The Houthis might be trying to show their ongoing ability to challenge the Saudi-led coalition in a bid to undermine U.N.-backed political negotiations.
Politically, the attack is notable as a Houthi effort to return to the Aden theater in a big way. While tribal, criminal and jihadist violence is commonplace in the port city, Houthi forces have not been able to conduct such a significant attack on Saudi coalition-led Yemeni forces there since the Houthis' 2015 expulsion from Aden. The Houthis might be trying to show their ongoing ability to challenge the Saudi-led coalition in a bid to undermine U.N.-backed political negotiations, which tend to favor the internationally-backed Yemeni government and Saudi-led coalition. The attack could also have represented a bid to test how well the Emiratis — who recently withdrew their forces from parts of Yemen — can hold together the loose umbrella of coalition forces fighting for the Yemeni government. It could also have aimed to undermine the morale of coalition forces in the wake of the Emirati withdrawals.
The attack took place in the heart of the zone of influence of the Southern Transitional Council, a separatist group typically aligned with the central Yemeni government in the fight against Houthi rebels, and with strong political ties to the United Arab Emirates. In killing the council-aligned al Yafie, the Houthis might now face retaliation from the southern separatist group, though the group so far has urged its followers to exercise patience.

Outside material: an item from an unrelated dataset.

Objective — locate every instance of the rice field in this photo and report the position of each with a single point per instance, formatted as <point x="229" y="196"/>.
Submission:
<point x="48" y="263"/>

Houthis lost control of Aden to Gulf Cooperation Council-backed Yemeni coalition forces in 2015 after several months of holding the strategic port city, Yemen's second-most important commercial center after the capital, Sanaa. Since 2015, Houthi attacks there had not been nearly as deadly as their Aug. 1 attack. For example, a ballistic missile launched by Houthis in September 2018 was intercepted in the city, causing no casualties. The first Houthi drone attack on the coalition base in Aden was thwarted in July 2018 when coalition forces downed the drone. Overall, the Houthis have significantly increased their drone attacks across Yemen in 2019, including a January attack targeting another military parade in southwestern Lahij province and over 30 attacks in Saudi Arabia.